A la hora de pensar puntos de contacto entre su propia historia y el ambiente de opresión en el que creció como hija de un torturador muy parecido al de otros hijos e hijas de represores y las reivindicaciones que ayer fueron el centro de la marcha Ni Una Menos, Erika piensa primero que nada en su mamá: “Esa es la primera imagen que me viene a la cabeza: nuestras madres que acompañaban a estos milicos.
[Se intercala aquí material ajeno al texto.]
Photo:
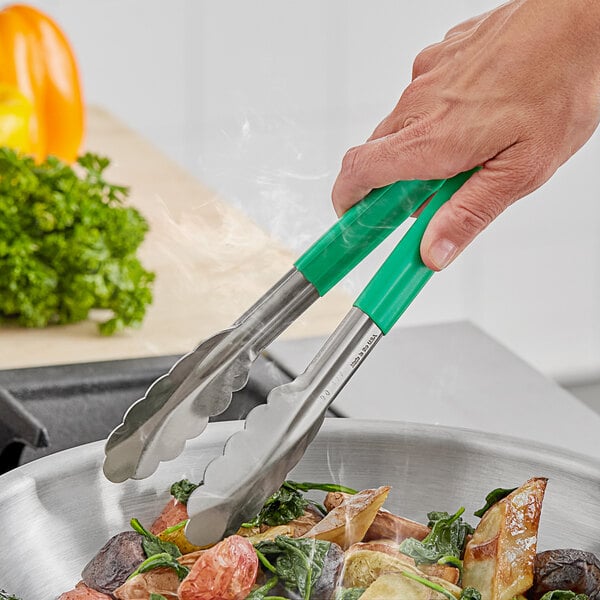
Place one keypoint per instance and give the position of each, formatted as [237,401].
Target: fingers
[377,163]
[420,150]
[473,207]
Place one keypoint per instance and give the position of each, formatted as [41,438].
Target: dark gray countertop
[455,374]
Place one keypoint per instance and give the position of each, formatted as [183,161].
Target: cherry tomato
[226,571]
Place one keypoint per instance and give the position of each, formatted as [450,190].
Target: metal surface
[177,406]
[55,513]
[255,461]
[47,409]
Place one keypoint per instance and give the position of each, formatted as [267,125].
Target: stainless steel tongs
[255,461]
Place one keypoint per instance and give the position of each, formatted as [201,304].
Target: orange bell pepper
[36,58]
[15,117]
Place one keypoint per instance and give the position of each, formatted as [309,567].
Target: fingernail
[442,252]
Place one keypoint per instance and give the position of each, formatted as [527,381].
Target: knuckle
[471,220]
[351,164]
[425,60]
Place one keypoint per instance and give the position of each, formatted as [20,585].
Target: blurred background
[260,100]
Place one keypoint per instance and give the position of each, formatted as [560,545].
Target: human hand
[515,90]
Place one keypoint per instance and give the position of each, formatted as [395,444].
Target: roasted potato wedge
[362,567]
[157,581]
[347,523]
[499,558]
[385,524]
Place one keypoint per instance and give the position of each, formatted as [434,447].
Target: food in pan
[347,548]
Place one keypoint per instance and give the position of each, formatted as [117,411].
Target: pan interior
[56,512]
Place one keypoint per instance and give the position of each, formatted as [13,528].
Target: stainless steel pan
[56,512]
Ellas eran sin duda las hijas sanas del Patriarcado y de ese Estado también muy patriarcal”, relató a PáginaI12. ¿Qué hizo que estas tres mujeres eligieran el 3 de junio como fecha iniciática para marchar juntas, aunar voces, portar bandera propia? “Nada es casual. La violencia que se ejercía en mi casa en particular y en muchas casas de genocidas contra los más vulnerables, que siempre somos los niños, los niños que éramos entonces, hizo que tanto tener que callarme la boca tenga consecuencias. Eso obviamente talla tu personalidad, te hace repetir mandatos. Repetimos a veces ciertos patrones de violencia, tratando de desarmarlos ahora de grandes, porque de niña era normal que se nos pegue, que la mujer esté en un lugar de obsecuencia. Hoy en día puedo decir ‘no quiero más violencia’. La violencia que ejercieron en casa generó que de grande terminara eligiendo parejas violentas. El movimiento Ni Una Menos ayudó en parte a ir repensando todo eso que aprendí en mi casa.”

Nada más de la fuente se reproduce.